The results of the two-stage approach depend on the performance of both the multi-class and binary segmentation model. We used a binary segmentation predicted by the baseline 3D U-Net trained on the background/bone-tissue segmentation task. This network achieved a mean DSC of 0.94 for the binary prediction, which is in the range of results reported in [5] and [6]. For comparison, we used the binary ground truth data during the BEM-inference step to get an upper bound of how much improvement was possible. We observed a steep improvement of the results, suggesting that the investment into a good binary segmentation clearly pays off. Since the manual labelling of the ground truth data is less time-consuming and cumbersome for the binary segmentation as opposed to a full multi-class segmentation, the additional binary labelling of new training data might yield a good return on investment.

In comparison, the two-stage approach tends to be more troublesome than a dual head architecture since it involves the training and tuning of two networks and a sequential inference first using the binary network, then the multi-class network. The use of a network with two segmentation heads simplifies this task to training one network only and performing an end-to-end inference. If additional scans with binary ground truth labelling are available, they can be used to fine-tune the binary segmentation head.

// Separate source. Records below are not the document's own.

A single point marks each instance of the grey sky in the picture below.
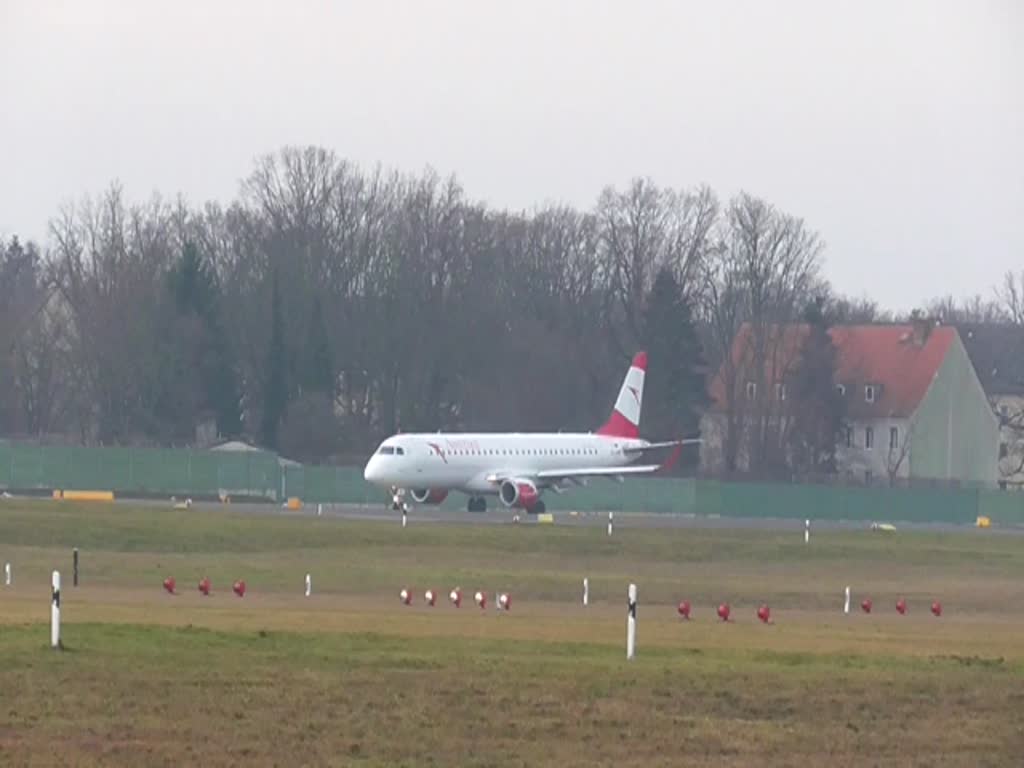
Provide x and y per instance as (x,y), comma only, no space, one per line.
(894,128)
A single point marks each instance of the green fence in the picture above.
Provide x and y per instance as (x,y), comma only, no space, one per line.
(143,471)
(262,475)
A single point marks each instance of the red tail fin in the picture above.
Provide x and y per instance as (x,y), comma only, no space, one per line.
(625,419)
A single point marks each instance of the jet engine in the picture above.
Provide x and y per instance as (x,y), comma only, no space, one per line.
(521,494)
(429,496)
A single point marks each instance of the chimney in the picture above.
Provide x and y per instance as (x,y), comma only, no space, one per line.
(921,328)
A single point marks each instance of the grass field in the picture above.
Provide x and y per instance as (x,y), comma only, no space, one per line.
(351,677)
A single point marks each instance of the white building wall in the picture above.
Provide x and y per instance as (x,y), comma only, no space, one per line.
(856,461)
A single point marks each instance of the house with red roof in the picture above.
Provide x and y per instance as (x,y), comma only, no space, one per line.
(914,409)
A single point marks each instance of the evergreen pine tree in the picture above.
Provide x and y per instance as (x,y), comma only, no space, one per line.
(317,371)
(196,291)
(675,388)
(275,392)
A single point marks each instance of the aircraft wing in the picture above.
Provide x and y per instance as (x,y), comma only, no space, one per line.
(632,469)
(629,469)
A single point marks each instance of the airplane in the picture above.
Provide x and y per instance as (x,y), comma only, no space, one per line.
(518,467)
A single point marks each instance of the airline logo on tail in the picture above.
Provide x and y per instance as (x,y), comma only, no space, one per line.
(625,420)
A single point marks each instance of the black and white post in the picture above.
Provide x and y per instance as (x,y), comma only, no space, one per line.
(631,623)
(55,611)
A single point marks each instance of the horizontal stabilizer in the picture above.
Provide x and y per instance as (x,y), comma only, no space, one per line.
(655,445)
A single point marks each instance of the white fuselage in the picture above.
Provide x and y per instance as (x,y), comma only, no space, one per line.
(468,462)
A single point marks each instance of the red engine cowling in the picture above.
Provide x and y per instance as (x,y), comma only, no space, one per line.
(429,496)
(521,494)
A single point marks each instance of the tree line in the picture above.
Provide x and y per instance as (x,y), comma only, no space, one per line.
(330,305)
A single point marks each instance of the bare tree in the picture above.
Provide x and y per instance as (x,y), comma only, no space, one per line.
(898,455)
(765,266)
(641,230)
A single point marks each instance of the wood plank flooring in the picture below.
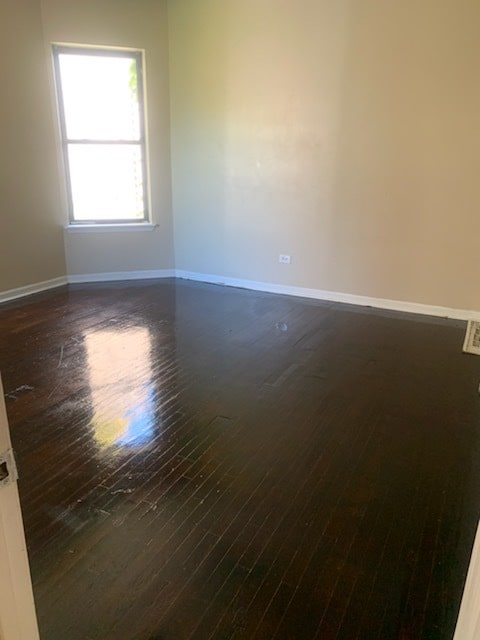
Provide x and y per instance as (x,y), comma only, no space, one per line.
(207,463)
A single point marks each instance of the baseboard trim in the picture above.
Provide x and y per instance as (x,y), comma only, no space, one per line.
(468,623)
(30,289)
(120,275)
(333,296)
(267,287)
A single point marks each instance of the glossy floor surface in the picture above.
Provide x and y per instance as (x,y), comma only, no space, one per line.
(210,463)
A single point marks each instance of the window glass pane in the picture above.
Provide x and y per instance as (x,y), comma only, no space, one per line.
(106,182)
(100,96)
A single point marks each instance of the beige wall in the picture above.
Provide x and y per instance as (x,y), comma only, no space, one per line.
(31,222)
(345,133)
(141,24)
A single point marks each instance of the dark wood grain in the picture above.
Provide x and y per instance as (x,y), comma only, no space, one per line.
(206,463)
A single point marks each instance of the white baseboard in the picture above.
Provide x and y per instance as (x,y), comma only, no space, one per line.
(333,296)
(29,289)
(121,275)
(268,287)
(468,623)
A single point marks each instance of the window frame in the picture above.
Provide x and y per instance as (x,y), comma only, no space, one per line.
(139,57)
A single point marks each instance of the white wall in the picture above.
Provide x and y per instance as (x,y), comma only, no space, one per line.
(31,216)
(343,133)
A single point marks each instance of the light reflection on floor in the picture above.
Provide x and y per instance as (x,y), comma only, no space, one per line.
(120,373)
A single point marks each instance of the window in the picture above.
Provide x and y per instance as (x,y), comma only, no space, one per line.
(100,98)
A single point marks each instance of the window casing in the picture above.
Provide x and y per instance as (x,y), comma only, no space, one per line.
(100,96)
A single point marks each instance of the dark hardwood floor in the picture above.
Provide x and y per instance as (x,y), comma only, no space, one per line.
(199,462)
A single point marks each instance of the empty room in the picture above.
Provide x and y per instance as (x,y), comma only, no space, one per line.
(239,324)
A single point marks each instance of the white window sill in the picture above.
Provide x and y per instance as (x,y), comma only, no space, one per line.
(109,228)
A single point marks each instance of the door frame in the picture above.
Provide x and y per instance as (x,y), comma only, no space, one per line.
(18,620)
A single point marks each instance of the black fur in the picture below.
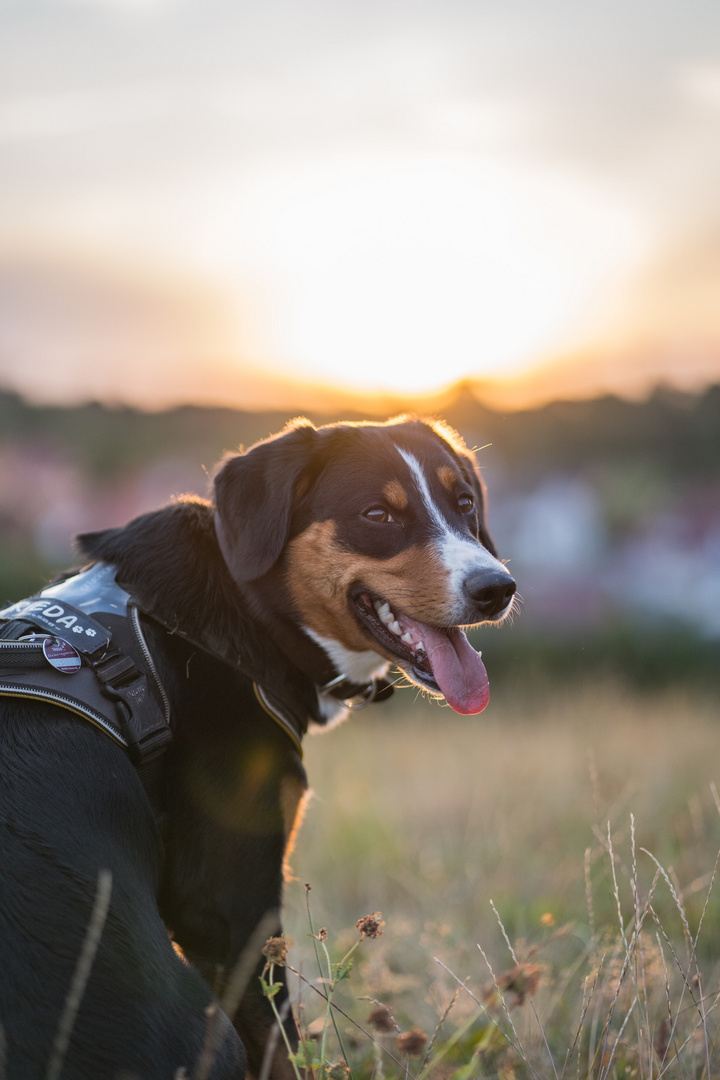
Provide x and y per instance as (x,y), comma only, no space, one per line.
(71,804)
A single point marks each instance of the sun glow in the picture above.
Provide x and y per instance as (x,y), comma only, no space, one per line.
(405,274)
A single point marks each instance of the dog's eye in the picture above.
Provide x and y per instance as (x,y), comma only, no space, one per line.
(379,514)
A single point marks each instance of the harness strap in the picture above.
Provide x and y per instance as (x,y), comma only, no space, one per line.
(110,689)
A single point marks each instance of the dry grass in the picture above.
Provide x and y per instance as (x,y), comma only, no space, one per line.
(546,877)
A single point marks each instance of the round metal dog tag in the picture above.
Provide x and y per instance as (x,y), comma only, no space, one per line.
(62,656)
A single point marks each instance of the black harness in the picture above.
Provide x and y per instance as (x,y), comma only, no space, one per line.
(80,645)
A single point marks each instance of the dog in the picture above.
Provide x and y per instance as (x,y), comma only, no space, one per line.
(327,556)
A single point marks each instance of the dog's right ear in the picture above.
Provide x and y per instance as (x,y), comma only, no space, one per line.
(254,498)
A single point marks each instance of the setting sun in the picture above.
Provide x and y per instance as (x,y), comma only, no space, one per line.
(392,273)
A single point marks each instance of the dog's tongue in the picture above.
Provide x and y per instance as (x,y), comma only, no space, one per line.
(457,669)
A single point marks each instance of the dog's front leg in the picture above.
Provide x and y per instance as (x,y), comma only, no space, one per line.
(221,898)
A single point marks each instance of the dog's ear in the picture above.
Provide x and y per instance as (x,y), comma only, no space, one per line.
(254,498)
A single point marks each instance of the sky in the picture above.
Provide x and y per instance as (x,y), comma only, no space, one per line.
(275,203)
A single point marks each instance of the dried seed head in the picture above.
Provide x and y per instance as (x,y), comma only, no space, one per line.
(382,1020)
(521,981)
(411,1043)
(275,950)
(338,1071)
(370,926)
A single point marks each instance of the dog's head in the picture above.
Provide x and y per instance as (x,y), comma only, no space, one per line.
(377,532)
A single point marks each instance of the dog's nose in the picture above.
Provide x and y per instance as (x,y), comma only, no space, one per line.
(490,591)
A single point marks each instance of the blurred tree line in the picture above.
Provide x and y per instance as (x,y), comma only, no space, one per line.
(639,454)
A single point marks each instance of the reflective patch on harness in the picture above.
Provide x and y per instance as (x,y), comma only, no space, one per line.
(62,656)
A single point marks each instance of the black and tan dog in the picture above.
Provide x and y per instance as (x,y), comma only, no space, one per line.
(328,556)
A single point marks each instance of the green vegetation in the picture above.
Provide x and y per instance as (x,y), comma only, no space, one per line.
(546,878)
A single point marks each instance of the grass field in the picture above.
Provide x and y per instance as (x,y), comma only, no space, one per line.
(544,871)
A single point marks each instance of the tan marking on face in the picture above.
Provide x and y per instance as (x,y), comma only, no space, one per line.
(320,572)
(447,477)
(294,799)
(395,495)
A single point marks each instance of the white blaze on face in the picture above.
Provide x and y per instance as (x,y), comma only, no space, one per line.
(459,554)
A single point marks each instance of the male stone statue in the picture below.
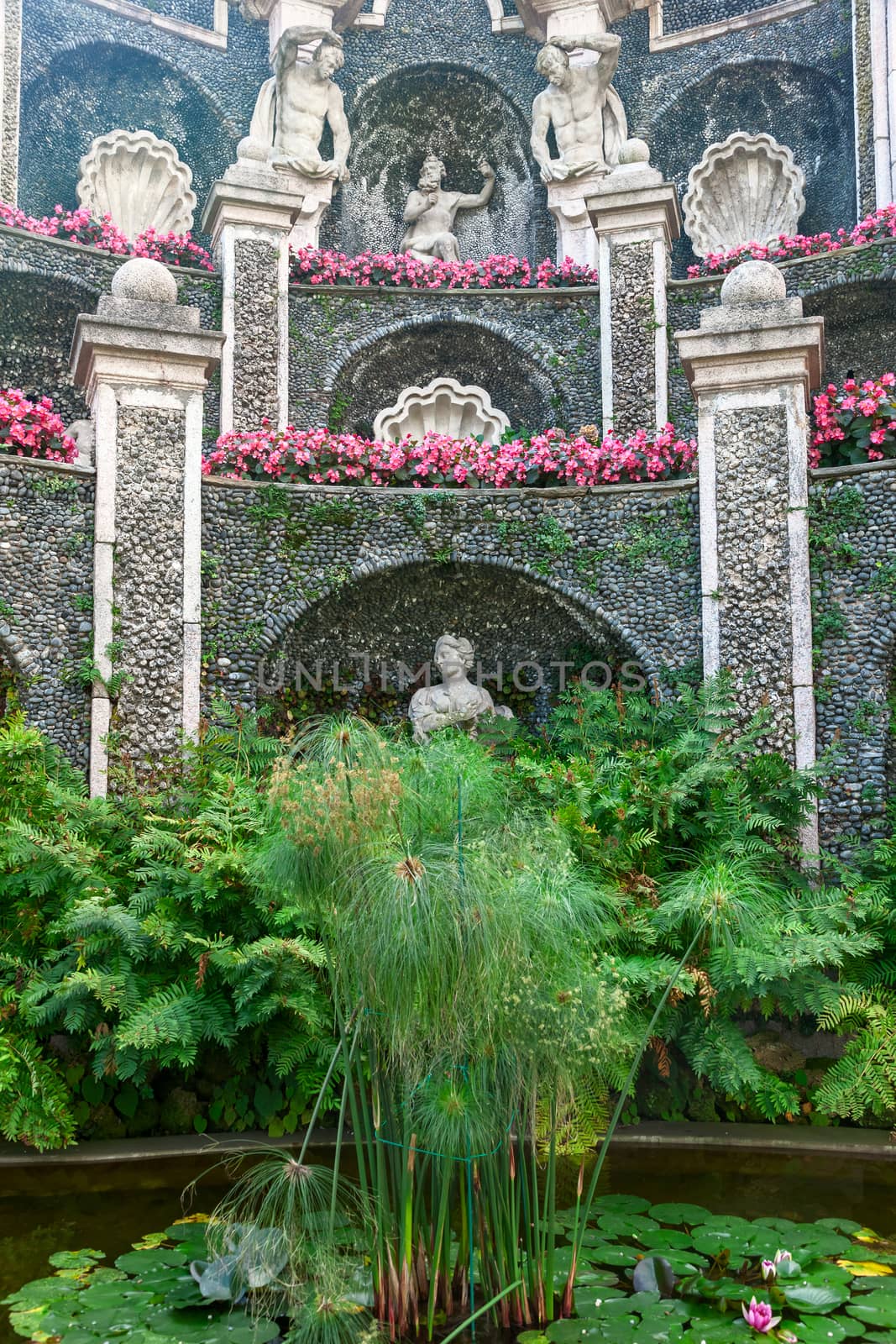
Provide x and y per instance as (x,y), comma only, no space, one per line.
(456,702)
(430,213)
(291,108)
(584,111)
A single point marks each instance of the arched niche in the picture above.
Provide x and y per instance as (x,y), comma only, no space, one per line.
(461,116)
(516,622)
(860,328)
(38,319)
(412,355)
(804,108)
(98,87)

There is currently no public upper-body CT dataset with complete distinct bone labelling available and our in-house dataset cannot be shared as of yet. Therefore, we provided additional results on our public synthetic dataset. The results on the synthetic dataset mirror the findings in the upper-body dataset. BEM-inference improves the segmentation both for the two-stage approach and the architectures with dual segmentation heads (see Table 3 and Fig. 2).

Conclusion

We proposed BEM-inference to improve the automated segmentation of distinct bones from upper-body CT scans. A substantial part of the segmentation errors made by 3D U-Nets does not originate from the mixing-up of different bone classes but from the mistaking of background for the foreground , and vice versa. Therefore, we proposed an inference method that uses the information gained in a binary background/bone-tissue segmentation to improve upon the multi-class inference. We compared two approaches to obtain the necessary binary segmentation: (1) Networks with dual segmentation heads that are trained on both tasks simultaneously, (2) and a two-stage approach where separate networks are trained for the multi-class and the binary segmentation task. Using our proposed inference lead to improvements on all architectures and on both datasets, with and without our label-correction post-processing . The class-median DSC of the dual decoder network with both post-processing and BEM-inference is 0.85 on the upper-body CT dataset, outperforming the baseline 3D U-Net and previously reported results by other groups.

Our proposed BEM-inference is most suitable for tasks where the binary task is simpler to solve or binary labelled data is easier to obtain than the full multi-class labelled data. Since an existing multi-class ground truth segmentation can easily be converted to a binary ground truth segmentation, any multi-class model can be retrofitted to use two-stage BEM-inference. if a source of binary segmentations is available or trainable This makes BEM-inference a versatile addition to anatomical multi-class segmentation workflows.